Genesis’ten Hikayeler; “Kızıl Ölüm Çiçeği (+18)”
Beşinci Bölüm: Uçurumun Kıyısında
Kadir elini başına götürüp “Ne oldu, o lanet olası adam nerede?” diyerek ayıldı, Dilek onun alnındaki yaraya pansuman yaparken; sonra yattığı yerden başını kaldırıp yerdeki cesedi gördüğünde öyle bir çığlık attı ki Ayhan eliyle onun ağzını kapatmak zorunda kaldı.
“Birileri görmeden şu cesetten kurtulmalıyız.” dedi Vahdet.
“Kurtulmak mı?” diyerek irkildi Dilek, “Burada bir cinayet işlenildi ve şimdi de cesedi saklayalım mı diyorsun yani?”
“Nasıl bu kadar bencil olabiliyorsun?” diye çıkıştı Vahdet ve sonra “Hatırlatmak isterim ki sözünü ettiğin cinayet senin için işlendi.” diye bağırdı.
“Sessiz ol!” diye dişlerinin arasından ona tısladı Ayhan, “Yoksa birileri bizi duyacak ve şu Allah’ın belası adamın cesedini ortadan kaldıramadan hepimiz cezaevini boylayacağız.”
“Ben de bu konuda Dilek’e katılıyorum,” diye söze karıştım, “Bence de şu an en mantıklı olan şey Tekir Yaylası’ndaki jandarma noktasına gidip onlara olup biteni anlatmak.”

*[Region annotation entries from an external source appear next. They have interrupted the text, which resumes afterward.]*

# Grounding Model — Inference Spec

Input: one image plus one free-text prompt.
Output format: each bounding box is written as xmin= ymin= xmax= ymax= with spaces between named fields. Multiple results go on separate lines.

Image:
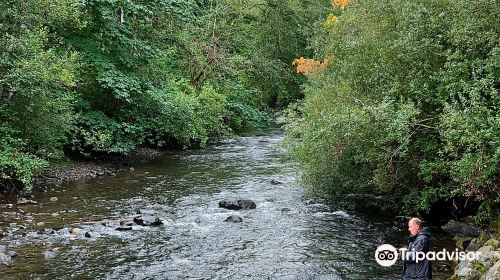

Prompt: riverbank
xmin=0 ymin=131 xmax=454 ymax=280
xmin=0 ymin=148 xmax=168 ymax=201
xmin=448 ymin=233 xmax=500 ymax=280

“Hayır!” diye kükredi Vahdet, “Ömrümün geri kalanını cezaevinde çürütmeye hiç niyetim yok.”
“Hiçbirimiz cezaevine girmeyeceğiz,” diyerek onu ikna etmeye çalıştım, “biz sadece kendimizi savunduk. Eğer biz onu öldürmeseydik o bizi…”

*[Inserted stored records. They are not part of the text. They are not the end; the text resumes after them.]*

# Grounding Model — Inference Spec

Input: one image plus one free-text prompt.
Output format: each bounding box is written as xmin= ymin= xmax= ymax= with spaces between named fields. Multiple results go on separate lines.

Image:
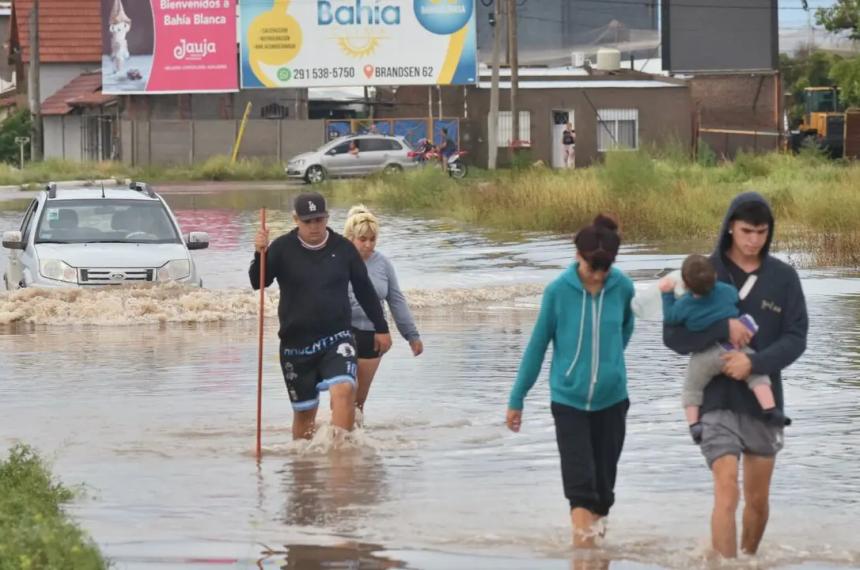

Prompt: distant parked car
xmin=285 ymin=134 xmax=417 ymax=184
xmin=3 ymin=183 xmax=209 ymax=291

“Öldürecek miydi, Görkem?” diye sözümü kesti Vahdet, “İyi düşün bakalım, olayın nasıl ortaya çıktığını hatırla; adam Dilek’i itekledikten sonra Kadir adamın üzerine koştu. Kendini savunan biz miydik yoksa o muydu? Bu olayla ilgili hepimizi mahkemeye çıkardıklarında hakime ‘Adam Dilek’i kolundan tutup itekledi ve biz de onu öldürdük.’ mü diyeceksin?”

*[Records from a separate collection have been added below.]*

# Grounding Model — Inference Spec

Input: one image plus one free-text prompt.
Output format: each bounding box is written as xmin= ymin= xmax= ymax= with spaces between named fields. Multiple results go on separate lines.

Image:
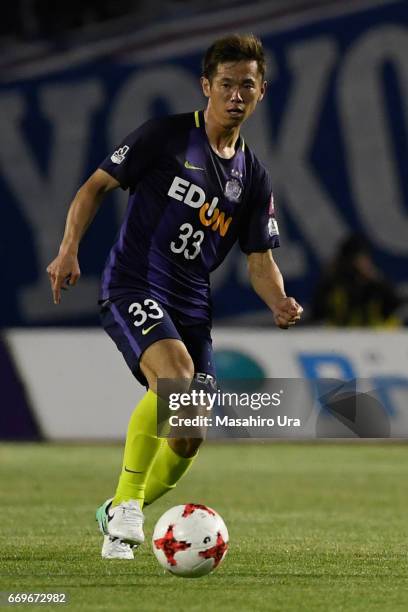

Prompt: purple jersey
xmin=100 ymin=111 xmax=279 ymax=321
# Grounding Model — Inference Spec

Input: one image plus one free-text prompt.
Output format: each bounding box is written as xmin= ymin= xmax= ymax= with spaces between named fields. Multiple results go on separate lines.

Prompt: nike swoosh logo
xmin=184 ymin=160 xmax=205 ymax=172
xmin=125 ymin=465 xmax=143 ymax=474
xmin=142 ymin=321 xmax=162 ymax=336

“Sana inanamıyorum Vahdet. Kadir’in şu haline bak!” diye karşılık verdim, oturduğu yerden şaşkın şaşkın bizi izleyen Kadir’i elimle işaret ederek ve sonra yanık ellerimi göstererek “O lanet olası herif beni diri diri yakacaktı.” dedim.
“Közün üzerine kendin düştün,” diye söze karıştı Ayhan, “hem de sen adamın kafasına batonunu indirmeye çalışırken. Oysa adam yumruklarından ve teknelerinden başka hiçbir şeyi bize karşı silah olarak kullanmadı. Üstelik tek kişiydi. Mahkeme, silahsız tek bir kişinin altı kişiye karşı nasıl bir tehdit oluşturduğunu merak edecektir. Her kavga cinayetle sonuçlanmaz Görkem, ama bizim kavgamız bir cinayetle sonuçlandı ve bu olayın gelişimindeki ayrıntılar da bizi içeri tıkmalarına yetecektir.”
“Eğer cezaevine gireceksek olursak,” dedi Vahdet, “İşte o zaman hapse önden buyuran sen olacaksın Görkem. Onu öldürmeye ilk niyetlenen sen değil miydin ha? Söylesene, o perlonu onun boğazına ne amaçla doladın, onu boğmak için değil mi?”
Cevap vermek için dudaklarımı araladım ama sözcükler dilimin ucunda yitip gitti, gerçek şu ki göğsümde hızla büyüyen bir kaygı yumağı kalbimi sıkıştırıyor ve beynimin, kaslarıma komut vermesini engelliyordu. Kısa süre sonra bu panik dalgası beni boğmaya başladığında nefesim kesildi, gözlerimin önüne siyah bir perde indi ve dalgalı bir denizde salınıp duran bir kayıktaymışım gibi başım dönmeye başladı. Orada dizlerimin üzerine düşüp sinir krizi geçirirken Dilek koşup gelerek saçlarımı yolan ellerimi tuttu ve Tufan beni sırt üstü yere uzattı. Oradaki herkes beni rahatlatabilmek için bir şeyler söyleyip bir şeyler yapıyordu; ama ancak Ayhan yüzüme sert bir tokat attıktan sonra sakinleşebildim.
“Artık o çiçeği bulmamız şart oldu,” dedi Ayhan, “paralarımızı aldıktan sonra bir süre ortalardan kayboluruz. İnşallah şu lanet olası adam tırmanış için jandarma noktasına ismini kaydettirmemiştir. Bundan bahsettiğini hatırlamıyorum.”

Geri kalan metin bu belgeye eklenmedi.